Drechseln boomt im Amateurbereich
Der Drechselberuf als solcher mag hierzulande im Aussterben begriffen sein, im Amateurbereich erfährt er einen Boom. Immer öfter finden sich in Hobbywerkstätten Drehbänke und eine wohlsortierte Auswahl an Drechseleisen. Christian Kronreif, Prokurist der Firma Neureiterund Organisator der Drechsel-Vorführtage, spricht von jährlich 600 bis 800 Teilnehmern bei ihren Drechsel-Workshops.
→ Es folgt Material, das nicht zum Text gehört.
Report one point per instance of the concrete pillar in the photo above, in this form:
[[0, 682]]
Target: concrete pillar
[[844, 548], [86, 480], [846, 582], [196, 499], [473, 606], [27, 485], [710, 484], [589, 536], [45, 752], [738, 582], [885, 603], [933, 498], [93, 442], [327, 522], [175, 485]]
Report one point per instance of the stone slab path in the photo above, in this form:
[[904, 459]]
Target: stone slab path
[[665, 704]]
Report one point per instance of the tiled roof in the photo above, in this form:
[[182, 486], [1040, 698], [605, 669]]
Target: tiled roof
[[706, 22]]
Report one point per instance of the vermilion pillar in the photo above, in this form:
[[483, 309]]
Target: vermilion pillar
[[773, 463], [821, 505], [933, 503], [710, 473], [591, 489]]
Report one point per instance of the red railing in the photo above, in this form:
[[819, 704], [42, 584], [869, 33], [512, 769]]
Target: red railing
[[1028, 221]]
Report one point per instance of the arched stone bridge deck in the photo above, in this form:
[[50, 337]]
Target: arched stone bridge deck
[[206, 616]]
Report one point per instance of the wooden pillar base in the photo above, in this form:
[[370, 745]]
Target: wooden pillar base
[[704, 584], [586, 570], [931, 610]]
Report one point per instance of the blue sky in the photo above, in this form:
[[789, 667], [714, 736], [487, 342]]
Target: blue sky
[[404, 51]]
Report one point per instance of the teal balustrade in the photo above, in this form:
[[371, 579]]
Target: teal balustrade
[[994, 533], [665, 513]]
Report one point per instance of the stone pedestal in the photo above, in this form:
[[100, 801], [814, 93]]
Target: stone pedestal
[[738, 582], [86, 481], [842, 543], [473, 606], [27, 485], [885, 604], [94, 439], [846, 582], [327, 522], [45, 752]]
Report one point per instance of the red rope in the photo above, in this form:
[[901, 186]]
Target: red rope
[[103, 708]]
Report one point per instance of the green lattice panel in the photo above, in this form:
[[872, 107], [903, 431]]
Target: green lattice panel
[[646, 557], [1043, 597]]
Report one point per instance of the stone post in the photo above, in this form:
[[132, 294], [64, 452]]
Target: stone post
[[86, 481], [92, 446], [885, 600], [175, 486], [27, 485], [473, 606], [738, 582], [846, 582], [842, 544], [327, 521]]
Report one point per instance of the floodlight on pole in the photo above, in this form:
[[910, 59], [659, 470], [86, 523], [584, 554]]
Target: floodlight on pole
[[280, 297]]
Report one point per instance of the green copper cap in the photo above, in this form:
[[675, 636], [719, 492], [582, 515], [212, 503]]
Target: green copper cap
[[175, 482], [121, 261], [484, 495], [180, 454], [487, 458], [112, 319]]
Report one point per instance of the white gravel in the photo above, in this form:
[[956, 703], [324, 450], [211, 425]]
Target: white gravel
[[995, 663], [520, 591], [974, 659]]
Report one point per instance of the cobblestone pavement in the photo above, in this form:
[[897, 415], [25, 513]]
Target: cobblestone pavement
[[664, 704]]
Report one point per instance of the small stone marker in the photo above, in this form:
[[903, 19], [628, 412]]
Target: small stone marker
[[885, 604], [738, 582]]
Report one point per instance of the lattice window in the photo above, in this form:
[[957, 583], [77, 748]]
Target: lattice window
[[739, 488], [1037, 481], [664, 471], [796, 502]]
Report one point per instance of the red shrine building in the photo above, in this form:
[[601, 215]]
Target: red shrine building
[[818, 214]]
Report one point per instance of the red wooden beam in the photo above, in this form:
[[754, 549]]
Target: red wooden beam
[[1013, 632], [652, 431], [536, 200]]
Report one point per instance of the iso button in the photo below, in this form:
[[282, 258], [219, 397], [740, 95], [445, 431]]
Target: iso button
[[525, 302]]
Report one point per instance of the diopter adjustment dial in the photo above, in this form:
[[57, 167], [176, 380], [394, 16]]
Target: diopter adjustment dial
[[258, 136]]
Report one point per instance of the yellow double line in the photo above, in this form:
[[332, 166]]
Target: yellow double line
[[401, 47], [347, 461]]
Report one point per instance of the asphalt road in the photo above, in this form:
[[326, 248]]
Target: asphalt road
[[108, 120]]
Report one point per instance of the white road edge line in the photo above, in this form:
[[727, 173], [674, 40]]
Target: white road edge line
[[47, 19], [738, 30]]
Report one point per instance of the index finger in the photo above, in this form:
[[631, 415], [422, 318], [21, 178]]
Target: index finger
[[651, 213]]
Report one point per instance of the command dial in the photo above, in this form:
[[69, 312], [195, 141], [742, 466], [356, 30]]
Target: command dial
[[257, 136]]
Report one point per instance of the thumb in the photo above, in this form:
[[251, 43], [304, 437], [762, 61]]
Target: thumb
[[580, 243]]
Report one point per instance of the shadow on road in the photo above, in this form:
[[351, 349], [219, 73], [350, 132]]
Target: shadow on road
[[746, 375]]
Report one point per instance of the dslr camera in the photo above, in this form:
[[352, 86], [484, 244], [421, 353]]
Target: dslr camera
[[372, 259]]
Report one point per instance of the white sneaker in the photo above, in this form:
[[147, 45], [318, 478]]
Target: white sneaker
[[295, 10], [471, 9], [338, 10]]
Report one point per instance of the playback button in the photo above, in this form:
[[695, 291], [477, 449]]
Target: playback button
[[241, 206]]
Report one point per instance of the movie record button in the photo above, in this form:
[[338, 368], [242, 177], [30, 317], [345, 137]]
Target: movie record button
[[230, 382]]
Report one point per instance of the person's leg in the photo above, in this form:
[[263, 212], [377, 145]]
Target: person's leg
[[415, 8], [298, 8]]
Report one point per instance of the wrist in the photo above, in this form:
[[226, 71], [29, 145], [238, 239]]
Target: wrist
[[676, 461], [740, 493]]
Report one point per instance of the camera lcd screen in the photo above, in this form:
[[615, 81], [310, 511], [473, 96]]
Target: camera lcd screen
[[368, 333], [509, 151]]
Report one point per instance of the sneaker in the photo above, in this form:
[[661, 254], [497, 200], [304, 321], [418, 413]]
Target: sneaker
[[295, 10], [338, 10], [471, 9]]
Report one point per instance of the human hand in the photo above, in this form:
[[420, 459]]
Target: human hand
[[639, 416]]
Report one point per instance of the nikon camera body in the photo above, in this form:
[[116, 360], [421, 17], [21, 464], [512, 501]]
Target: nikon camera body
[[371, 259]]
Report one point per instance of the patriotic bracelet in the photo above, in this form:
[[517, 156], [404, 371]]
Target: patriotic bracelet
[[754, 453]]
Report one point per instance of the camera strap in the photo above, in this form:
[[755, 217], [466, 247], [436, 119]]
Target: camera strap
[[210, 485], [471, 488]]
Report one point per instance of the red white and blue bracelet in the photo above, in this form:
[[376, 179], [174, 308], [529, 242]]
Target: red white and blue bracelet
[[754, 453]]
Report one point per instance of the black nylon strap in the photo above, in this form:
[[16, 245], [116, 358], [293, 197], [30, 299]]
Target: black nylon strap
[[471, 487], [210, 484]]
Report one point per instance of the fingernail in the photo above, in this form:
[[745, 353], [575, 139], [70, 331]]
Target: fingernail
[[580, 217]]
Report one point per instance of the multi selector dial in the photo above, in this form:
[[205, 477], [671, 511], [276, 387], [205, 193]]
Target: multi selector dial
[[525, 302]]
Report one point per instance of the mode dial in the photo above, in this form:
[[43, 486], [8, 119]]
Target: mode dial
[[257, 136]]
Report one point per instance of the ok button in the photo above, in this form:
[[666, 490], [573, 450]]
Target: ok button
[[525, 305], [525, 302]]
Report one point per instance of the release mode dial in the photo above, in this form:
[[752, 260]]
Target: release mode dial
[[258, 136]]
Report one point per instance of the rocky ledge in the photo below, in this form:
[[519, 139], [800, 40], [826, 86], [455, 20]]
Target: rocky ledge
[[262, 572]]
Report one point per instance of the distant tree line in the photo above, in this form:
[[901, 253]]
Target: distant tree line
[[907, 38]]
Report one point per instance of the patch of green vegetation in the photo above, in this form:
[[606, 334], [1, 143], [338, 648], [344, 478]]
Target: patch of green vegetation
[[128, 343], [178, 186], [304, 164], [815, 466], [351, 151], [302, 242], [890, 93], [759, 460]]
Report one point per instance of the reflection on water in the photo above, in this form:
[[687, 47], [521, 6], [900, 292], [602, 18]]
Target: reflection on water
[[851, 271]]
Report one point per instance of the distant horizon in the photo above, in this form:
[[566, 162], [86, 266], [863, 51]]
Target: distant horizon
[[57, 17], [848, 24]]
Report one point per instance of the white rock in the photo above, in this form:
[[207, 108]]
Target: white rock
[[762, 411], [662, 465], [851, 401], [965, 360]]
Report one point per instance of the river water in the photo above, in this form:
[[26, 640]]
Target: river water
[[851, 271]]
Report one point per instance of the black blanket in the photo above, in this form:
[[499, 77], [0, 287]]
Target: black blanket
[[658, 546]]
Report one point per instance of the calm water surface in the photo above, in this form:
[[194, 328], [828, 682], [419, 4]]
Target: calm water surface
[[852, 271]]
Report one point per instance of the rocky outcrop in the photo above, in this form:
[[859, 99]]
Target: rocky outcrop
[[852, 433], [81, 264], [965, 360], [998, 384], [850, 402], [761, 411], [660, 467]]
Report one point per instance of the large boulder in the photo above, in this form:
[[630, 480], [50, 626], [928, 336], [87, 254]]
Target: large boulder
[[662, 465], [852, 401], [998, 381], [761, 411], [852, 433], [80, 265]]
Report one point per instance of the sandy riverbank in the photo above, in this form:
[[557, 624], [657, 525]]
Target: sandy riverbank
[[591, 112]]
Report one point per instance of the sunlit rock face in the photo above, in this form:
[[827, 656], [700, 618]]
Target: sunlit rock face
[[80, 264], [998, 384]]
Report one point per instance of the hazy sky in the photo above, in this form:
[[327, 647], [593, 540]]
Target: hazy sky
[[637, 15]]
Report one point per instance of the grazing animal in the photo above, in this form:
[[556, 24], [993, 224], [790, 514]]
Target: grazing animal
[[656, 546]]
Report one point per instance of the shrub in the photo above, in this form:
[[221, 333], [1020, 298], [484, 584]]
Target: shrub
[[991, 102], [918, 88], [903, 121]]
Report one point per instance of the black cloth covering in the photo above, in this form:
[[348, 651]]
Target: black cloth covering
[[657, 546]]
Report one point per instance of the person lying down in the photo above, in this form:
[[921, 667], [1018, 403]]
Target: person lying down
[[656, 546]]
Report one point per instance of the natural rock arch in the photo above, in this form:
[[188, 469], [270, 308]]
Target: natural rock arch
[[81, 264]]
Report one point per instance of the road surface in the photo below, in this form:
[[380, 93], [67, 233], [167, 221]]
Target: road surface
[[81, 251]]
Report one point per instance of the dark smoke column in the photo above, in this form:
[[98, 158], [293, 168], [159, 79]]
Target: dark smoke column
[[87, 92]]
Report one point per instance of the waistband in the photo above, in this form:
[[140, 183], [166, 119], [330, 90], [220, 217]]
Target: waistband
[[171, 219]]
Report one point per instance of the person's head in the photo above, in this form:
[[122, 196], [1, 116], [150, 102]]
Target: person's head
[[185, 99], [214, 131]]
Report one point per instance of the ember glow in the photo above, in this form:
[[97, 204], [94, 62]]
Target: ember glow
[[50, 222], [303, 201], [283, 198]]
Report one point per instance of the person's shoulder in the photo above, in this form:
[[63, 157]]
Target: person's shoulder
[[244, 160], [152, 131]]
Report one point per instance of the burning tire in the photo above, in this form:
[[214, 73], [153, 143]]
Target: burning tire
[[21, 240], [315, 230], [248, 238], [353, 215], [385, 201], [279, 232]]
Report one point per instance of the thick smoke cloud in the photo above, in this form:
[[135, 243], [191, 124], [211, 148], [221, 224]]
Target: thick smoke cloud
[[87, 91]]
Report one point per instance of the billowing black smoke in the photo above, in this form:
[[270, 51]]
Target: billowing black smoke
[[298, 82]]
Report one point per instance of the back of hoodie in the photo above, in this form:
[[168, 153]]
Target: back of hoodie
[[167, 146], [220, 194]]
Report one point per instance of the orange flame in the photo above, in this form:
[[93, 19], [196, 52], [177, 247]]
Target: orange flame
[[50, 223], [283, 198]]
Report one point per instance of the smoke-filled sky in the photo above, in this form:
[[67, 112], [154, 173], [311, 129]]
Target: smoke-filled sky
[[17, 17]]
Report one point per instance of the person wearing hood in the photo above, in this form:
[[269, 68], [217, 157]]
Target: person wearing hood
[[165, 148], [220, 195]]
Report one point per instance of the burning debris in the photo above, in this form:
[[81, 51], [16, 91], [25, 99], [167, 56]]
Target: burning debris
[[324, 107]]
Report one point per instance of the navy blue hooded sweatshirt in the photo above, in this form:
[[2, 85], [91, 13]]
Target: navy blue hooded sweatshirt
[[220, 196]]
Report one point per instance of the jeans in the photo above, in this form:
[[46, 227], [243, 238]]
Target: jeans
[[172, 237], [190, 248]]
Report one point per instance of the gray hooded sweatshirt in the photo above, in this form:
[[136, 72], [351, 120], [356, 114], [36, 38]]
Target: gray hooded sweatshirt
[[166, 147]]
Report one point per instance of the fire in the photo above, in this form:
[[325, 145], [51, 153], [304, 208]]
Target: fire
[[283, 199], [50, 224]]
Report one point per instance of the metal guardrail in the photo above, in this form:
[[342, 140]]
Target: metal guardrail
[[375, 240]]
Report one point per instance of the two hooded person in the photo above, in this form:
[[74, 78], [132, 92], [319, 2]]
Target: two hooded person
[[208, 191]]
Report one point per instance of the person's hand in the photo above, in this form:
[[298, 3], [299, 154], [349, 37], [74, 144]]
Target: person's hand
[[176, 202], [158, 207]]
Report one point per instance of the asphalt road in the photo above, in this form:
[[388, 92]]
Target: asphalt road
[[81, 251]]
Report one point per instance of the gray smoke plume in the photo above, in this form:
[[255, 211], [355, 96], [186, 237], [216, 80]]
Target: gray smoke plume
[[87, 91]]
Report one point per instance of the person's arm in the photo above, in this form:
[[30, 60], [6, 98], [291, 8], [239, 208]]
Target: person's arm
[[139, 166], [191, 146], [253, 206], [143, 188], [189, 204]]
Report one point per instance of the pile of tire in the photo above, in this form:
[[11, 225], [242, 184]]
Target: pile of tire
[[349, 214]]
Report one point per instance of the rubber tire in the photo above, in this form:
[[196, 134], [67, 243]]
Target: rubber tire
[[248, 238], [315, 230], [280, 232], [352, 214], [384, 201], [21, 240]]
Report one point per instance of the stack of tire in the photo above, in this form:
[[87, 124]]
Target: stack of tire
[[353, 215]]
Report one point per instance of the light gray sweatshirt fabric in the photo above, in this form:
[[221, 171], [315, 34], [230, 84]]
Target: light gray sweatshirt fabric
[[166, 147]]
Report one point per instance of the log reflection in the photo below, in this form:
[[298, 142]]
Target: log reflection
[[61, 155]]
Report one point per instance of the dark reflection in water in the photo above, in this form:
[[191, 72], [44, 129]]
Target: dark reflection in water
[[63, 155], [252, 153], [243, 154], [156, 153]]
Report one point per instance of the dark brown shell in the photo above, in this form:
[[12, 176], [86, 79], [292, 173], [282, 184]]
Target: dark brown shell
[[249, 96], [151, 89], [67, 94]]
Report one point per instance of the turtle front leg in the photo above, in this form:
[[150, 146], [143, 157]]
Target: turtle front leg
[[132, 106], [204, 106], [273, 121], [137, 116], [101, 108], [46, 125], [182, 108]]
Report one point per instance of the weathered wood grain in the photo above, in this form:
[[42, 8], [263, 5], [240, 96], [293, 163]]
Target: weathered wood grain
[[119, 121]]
Gut zehn Jahre ist es her, dass das Unternehmen, spezialisiert auf den Verkauf von Holzbearbeitungsmaschinen, die ersten Drehbänke ins Sortiment nahm. Damit trafen sie den Nerv einer Zeit, die sich, abgestumpft durch das Überangebot seriell gefertigter Produkte, immer öfter der Einzigartigkeit von Selbstgemachtem zuwendet. „Querbeet wollen die Leute handwerken: Anwälte, Ärzte, Tischler. Die Szene wird außerdem jünger. Viele Kunden sind in Kuchl in die HTL oder die Fachschule des Holztechnikums gegangen“, sagt Kronreif.
Faszination Drechseln
Die Faszination lässt sich leicht auf den Punkt bringen. Man schafft etwas Greifbares: Aus einem Holzrohling wird mit Geduld und Hingabe ein fertiges Gebrauchsstück. Der Drechsler kontrolliert dabei jeden Schritt, vom Stück Natur bis zum glänzenden Finish. Zudem hat man ein relativ schnelles Erfolgserlebnis: Im Vergleich zum Tischlern ist eine Holzschüssel schnell gedreht. Sie ist ein praktischer und gleichzeitig ästhetischer Gegenstand. Dem Formenreichtum sind kaum Grenzen gesetzt. Kugelschreiber, Hüte, Eierbecher – alles was rund sein will, lässt sich drechseln. „Ich trage fast nur noch Schmuck, den mein Mann Josef gedrechselt hat. Und unser Christbaum auch“, erzählt Waltraud Langmeier (57). Seit sie ihrem Mann (57) einen Drechselkurs geschenkt hat, ist er nicht mehr von der Maschine wegzubekommen. Das bayerische Ehepaar lässt sich seit Jahren auf den Vorführtagen in Kuchl inspirieren.
Frauen an die Drehbank
Nur von Drechslern zu sprechen ist allerdings schon lange nicht mehr korrekt. Immer mehr Frauen begeistern sich für das Handwerk. Etwa 50 pro Jahr nehmen an den Neureiter Drechselkursen teil. „Wir bieten mittlerweile Extra-Frauenkurse an“, sagt Kronreif, „Die meisten Frauen haben davor noch nicht mit Holz gearbeitet. Es kommen aber auffällig schöne Stücke raus – Frauen haben oft mehr Geduld beim Drechseln und ein gutes Gefühl für Formen.“ Astrid Keles, nebenberufliche Drechslerin aus Bayern, die ihre Werke auf Weihnachtsmärkten verkauft, ist derweil dennoch die einzige Vorführerin in Kuchl. „Ich hab da keine Hemmungen. Man muss sich in Männerdomänen vorwagen.“ Sie sähe es gerne, sollte ihr nächstes Jahr die eine oder andere Drechslerin in der Halle Gesellschaft leisten.
Wer also schon bald einen Drechselkurs besucht, steht vielleicht nächstes Jahr selbst in Kuchl und zeigt vor, worum sich's beim Drechseln dreht.